Babbitt was born Natalie Zane Moore in Dayton, Ohio on July 28, 1932. Throughout her childhood and adolescence, the family moved many times to various cities and towns in Ohio driven by her father’s work opportunities or misfortunes, affected by the Great Depression. In recalling her early years in an autobiographical essay for Something About the Author, Babbitt notes that her father’s great wit and her mother’s artistic talent were big influences on her and her older sister, Diane. Babbitt’s mother was discouraged from pursuing a master’s degree in art by a group of women at her church who thought such aspiration was not appropriate. “She was a woman of great intelligence and energy and talent, with nowhere to put it all,” Babbitt wrote. “So she turned the intense searchlight of her ambition onto my sister and me. We grew up with the idea firmly implanted that we could, should, and would have it all—a first-class education, a strong marriage, a family, and an active career.”
Babbitt’s mother made every effort to expose Natalie and her sister to music and literature—via the symphony, opera, library, and art museum—and Babbitt said that early on, her mother had decided that Diane would be a writer when she grew up, and that Natalie would be an artist. At age nine, after a brief fascination with creating pin-up art in the style of Luis de Vargas, Babbitt received an edition of Alice in Wonderland illustrated by John Tenniel. That book made her a convert, she said, and she quickly decided that, “I would become an illustrator of children’s books, and work, like Tenniel, only in pen and ink.”
Babbitt and her sister both graduated from the Laurel School, a private academy for girls near Cleveland, and in fall 1950 Babbitt entered Smith College in Northampton, Mass. During her sophomore year a friend set her up with Sam Babbitt, who had left Yale after his sophomore year to join the army, and served in Korea. They married in June 1954, just after Natalie’s graduation from Smith, and moved to New Haven, Ct. where Sam began a noted career as a college administrator. Son Christopher was born in 1956 followed by son Tom in 1958, and daughter Lucy, who arrived in 1960.
After stints in Nashville, and Washington, D.C., the Babbitts returned to New Haven where Natalie was inspired and empowered by her female friends, who were all embracing the feminist movement in various ways. Following a particularly spirited lunch, Babbitt recalled saying, “By God, I’m going to do what I’ve always wanted to do,” and in effect launched her children’s book career. Back at home she quickly came up with a title—The Forty-ninth Magician—and asked her husband Sam to write a story to go with it. She created pen-and-ink pictures for the project and it sold to Pantheon, acquired by a young editor named Michael di Capua, who published the book in 1966.

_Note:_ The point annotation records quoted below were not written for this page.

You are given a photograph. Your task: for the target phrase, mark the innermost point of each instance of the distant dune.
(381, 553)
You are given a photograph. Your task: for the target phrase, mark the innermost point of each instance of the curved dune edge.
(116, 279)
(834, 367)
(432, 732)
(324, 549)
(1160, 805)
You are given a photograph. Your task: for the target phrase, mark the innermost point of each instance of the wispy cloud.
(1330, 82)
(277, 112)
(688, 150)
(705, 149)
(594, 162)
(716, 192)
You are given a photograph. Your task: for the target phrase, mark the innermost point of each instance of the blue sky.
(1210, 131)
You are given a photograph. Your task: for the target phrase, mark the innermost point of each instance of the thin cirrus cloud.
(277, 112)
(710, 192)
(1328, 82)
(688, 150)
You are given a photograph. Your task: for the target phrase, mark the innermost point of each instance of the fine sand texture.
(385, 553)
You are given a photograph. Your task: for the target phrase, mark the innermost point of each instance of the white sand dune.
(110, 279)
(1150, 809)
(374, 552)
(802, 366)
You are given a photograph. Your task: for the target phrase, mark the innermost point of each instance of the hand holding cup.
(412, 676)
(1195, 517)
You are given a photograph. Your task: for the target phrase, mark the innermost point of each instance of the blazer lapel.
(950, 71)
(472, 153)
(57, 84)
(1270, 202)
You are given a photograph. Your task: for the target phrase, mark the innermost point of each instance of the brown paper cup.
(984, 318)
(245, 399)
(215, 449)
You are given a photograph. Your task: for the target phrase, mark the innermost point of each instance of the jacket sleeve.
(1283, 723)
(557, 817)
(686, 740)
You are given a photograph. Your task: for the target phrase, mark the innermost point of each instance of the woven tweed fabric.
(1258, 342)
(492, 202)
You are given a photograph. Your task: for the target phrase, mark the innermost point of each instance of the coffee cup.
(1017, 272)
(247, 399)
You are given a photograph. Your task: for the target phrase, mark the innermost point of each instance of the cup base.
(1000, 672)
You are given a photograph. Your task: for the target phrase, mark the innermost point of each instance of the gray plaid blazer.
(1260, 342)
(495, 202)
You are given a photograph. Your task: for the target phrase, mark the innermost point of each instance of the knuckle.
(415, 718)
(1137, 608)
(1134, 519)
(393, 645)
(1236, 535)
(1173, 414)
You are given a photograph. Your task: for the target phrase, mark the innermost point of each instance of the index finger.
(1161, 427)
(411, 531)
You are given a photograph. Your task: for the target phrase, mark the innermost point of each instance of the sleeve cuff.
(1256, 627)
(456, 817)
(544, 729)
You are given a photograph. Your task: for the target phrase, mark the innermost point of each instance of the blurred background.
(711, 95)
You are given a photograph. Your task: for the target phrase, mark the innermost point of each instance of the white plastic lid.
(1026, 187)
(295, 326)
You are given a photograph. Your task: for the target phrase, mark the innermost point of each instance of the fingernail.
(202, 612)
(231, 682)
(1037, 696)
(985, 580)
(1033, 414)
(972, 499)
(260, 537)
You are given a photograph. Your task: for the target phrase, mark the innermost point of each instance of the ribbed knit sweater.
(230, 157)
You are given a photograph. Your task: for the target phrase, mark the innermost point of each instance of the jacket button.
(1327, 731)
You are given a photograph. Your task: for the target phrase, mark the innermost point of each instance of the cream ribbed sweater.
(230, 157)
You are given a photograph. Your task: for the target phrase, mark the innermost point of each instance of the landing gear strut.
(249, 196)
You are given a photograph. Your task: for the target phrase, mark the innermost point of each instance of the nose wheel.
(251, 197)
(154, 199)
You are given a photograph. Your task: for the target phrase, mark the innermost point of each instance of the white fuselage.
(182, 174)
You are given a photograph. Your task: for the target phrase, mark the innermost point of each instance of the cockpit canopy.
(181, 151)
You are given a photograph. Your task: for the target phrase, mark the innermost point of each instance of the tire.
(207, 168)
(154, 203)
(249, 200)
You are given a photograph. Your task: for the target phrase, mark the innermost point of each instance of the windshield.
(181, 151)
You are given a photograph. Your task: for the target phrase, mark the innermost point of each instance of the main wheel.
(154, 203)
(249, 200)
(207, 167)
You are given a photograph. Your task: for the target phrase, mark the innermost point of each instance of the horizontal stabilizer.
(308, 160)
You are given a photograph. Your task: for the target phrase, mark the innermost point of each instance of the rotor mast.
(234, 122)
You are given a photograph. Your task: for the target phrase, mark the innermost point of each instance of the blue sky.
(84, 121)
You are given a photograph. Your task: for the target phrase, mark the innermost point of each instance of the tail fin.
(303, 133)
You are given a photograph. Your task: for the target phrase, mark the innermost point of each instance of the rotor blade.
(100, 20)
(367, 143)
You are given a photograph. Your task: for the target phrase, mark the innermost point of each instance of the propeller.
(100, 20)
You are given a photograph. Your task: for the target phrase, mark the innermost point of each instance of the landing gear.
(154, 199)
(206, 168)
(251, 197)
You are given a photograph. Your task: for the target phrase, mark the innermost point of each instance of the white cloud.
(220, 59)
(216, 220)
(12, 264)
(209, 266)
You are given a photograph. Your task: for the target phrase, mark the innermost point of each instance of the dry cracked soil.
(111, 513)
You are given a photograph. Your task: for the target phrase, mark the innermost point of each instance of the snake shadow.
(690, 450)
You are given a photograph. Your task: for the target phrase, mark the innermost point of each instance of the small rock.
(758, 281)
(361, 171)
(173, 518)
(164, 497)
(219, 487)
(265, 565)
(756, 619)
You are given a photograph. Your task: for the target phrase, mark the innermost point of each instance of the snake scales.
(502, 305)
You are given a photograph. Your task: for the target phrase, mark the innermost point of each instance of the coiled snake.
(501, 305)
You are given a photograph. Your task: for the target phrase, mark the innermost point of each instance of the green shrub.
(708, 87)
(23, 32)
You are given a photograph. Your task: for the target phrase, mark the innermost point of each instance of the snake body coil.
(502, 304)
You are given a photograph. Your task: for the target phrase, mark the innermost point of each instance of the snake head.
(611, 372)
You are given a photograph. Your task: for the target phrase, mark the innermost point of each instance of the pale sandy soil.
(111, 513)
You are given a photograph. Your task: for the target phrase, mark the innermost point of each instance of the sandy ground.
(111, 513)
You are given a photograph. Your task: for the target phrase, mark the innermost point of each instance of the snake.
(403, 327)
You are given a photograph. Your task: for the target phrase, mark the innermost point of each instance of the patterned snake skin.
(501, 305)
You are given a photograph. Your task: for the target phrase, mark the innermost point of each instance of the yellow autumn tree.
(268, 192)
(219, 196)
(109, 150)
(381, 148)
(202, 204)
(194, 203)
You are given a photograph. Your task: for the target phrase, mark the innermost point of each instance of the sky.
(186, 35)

Di Capua would go on to be Babbitt’s only editor and one of her closest friends in a relationship spanning more than 50 years. It was urging from di Capua that convinced Babbitt to start writing her own prose. Her first full-fledged effort became The Search for Delicious, which was published by Farrar, Straus and Giroux in 1969. Next came Kneeknock Rise in 1970, which was named a 1971 Newbery Honor book. In the early 1970s, her novels flowed in quick succession—Goody Hall and The Devil’s Storybook among them. Babbitt’s family relocated again to upstate New York where they bought a piece of land and a small vacation home in the foothills of the Adirondacks. The bucolic spot “appears almost exactly as itself in my story Tuck Everlasting,” Babbitt noted in her autobiography. The novel features a fantastical woodland freshwater spring that grants eternal life. In an article about marking the book’s 40th anniversary last year, Babbitt told PW: “My youngest, Lucy, had a scary time wondering what it would be like to die,” in recalling her path to imagining the fantastical freshwater spring in the woods that grants eternal life. “I had long before that made up my mind about what was going to happen when I died. But I wrote Tuck to help Lucy understand what life is all about—that we all get born and we all have to die. It’s a subject I never thought I’d write about, but there it was. I wanted to be sure Lucy would not grow up scared.”
The subject matter—is living forever a good thing? —was somewhat controversial when the book was published in 1975, especially in schools, but strong word-of-mouth and support from educators and librarians helped it grow into an enduring favorite. Tuck Everlasting was adapted as a Disney feature film in 2002 (a project that Babbitt did not like); and made its debut as a Broadway musical earlier this year, with a book co-written by children’s author Tim Federle.
When Di Capua spoke with PW for Tuck’s recent anniversary, he offered this sentiment about his dear friend: “I can’t imagine my life without Natalie in it. What a blessing we found each other way back when.”
In addition to her novels, Babbitt wrote and illustrated several picture books, including Nellie: A Cat on Her Own (FSG, 1989) Bub; or, The Very Best Thing (HarperCollins, 1994), and Elsie Times Eight (Hyperion, 2001).
In a statement, Samuel F. Babbitt shared this reflection: “Natalie was a remarkable woman. While more than fulfilling her roles as wife and mother, she sharply observed her fellow humans, shaping stories that helped her and her readers grapple with both the trivial and fundamental trials of life. Words were precious things to her, and she chose them, shaped their facets, and set them on the page like a master jeweler.”